F&S : Parlez-nous de votre actualité ?
A-S.P. : Il y a beaucoup de choses en ce moment. Je suis en train de finir mes changements de cartes à Valence ; ensuite, je dois partir à New-York pour un quatre-mains avec Daniel Kinch, dont le restaurant californien Manresa fête ses vingt ans. Je suis ravie d’aller découvrir la cuisine de Daniel Kinch ; et j’aime beaucoup la Californie. Enfin, nous travaillons à l’ouverture d’une cinquième Dame de Pic, qui aura lieu l’année prochaine, à Dubaï.
F&S : Cette nouvelle ouverture confirme implicitement le succès de la ‘formule’ Dame de Pic ; qu’est-ce qui l’explique, selon vous ?

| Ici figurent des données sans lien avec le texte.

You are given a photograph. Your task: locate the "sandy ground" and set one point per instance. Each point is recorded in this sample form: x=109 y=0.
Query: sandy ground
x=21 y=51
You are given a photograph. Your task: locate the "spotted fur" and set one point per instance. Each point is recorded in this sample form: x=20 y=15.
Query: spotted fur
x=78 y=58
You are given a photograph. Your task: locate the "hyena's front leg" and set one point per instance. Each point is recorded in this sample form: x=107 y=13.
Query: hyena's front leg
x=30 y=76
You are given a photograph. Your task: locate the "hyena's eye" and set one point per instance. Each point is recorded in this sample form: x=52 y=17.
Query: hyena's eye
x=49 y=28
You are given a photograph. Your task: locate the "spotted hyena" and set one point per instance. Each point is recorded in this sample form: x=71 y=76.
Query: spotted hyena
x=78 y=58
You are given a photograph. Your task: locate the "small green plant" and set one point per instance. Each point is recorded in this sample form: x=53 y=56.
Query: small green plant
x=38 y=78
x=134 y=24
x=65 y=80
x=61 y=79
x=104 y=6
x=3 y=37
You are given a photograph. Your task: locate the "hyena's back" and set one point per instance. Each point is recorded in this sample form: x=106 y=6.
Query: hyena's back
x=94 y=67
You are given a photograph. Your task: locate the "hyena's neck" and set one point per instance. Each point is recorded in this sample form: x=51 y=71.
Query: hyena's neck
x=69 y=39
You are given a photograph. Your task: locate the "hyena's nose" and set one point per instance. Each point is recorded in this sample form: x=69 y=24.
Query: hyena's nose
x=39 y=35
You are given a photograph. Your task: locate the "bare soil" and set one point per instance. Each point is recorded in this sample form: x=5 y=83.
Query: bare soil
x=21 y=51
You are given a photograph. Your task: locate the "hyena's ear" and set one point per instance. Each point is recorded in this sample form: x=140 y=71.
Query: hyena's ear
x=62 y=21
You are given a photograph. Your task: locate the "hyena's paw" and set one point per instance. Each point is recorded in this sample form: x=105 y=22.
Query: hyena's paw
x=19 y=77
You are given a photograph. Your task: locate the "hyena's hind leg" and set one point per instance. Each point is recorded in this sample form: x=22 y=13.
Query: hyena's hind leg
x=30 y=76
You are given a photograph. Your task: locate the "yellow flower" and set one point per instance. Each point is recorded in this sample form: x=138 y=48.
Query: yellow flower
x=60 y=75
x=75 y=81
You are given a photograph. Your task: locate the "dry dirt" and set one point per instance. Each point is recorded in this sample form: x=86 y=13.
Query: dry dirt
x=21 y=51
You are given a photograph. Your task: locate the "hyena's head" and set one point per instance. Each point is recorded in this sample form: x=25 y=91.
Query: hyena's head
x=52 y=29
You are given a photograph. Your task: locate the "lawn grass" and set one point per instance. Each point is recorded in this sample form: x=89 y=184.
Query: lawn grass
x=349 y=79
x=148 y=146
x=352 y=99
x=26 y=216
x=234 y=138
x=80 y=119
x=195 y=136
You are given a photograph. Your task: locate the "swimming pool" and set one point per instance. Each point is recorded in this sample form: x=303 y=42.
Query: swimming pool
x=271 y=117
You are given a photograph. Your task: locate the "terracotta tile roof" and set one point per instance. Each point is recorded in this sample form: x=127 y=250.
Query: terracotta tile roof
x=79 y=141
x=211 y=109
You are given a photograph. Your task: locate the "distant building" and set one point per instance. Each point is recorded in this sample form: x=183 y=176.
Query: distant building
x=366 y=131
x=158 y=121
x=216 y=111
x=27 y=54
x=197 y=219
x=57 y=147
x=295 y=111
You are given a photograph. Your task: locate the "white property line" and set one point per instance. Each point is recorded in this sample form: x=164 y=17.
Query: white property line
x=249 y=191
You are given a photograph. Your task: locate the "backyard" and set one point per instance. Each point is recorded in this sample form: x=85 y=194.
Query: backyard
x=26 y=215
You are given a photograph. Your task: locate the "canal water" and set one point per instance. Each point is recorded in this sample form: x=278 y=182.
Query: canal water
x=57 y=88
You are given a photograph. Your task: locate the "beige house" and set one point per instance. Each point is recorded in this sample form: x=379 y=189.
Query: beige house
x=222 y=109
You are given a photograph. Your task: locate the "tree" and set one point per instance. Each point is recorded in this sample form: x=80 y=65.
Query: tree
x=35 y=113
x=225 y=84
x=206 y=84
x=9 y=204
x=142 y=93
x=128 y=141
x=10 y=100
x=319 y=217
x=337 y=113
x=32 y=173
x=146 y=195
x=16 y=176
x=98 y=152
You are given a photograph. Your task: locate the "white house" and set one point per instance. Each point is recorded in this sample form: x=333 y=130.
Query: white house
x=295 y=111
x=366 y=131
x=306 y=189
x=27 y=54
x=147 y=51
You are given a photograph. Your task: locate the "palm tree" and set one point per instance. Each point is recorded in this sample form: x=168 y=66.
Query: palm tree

A-S.P. : On a lancé La Dame de Pic à un moment où le restaurant purement gastronomique était progressivement considéré comme devenant, peut-être, ‘plus ancien’. Le ‘casual’ est passé par là. La Dame de Pic est un concept intéressant en ce que les clients vont s’y rendre plus fréquemment ; et pas uniquement pour les grandes occasions, comme ils le font pour les gastronomiques purs ; de fait, La Dame de Pic se situe dans des termes plus quotidiens. Mais tout évolue beaucoup, vous savez ; il y a toute une reconfiguration de la gastronomie qui s’opère aujourd’hui, et qui n’a pas fini d’évoluer. À mon sens, la gastronomie plus ‘casual’ va se rapprocher de la gastronomie pure. Il me semble qu’on se dirige vers une scission, avec d’un côté la gastronomie ‘casual’, et de l’autre, le bistrot ; tandis que le milieu de gamme risque peut-être de disparaître. Aujourd’hui, quand les gens vont au restaurant, ils cherchent à vivre une expérience ; ils attendent de l’interaction ; et des plats beaucoup plus innovants que par le passé.
F&S : Le mot de la fin ?
A-S.P. : Dernièrement, on a beaucoup travaillé sur les pairings, Paz Levinson (la sommelière du groupe Pic) et moi. Nous bataillons toutes les deux pour mettre en valeur le non-alcoolique aussi. Et ceci, non pas contre l’alcool, mais pour que les clients puissent avoir le choix.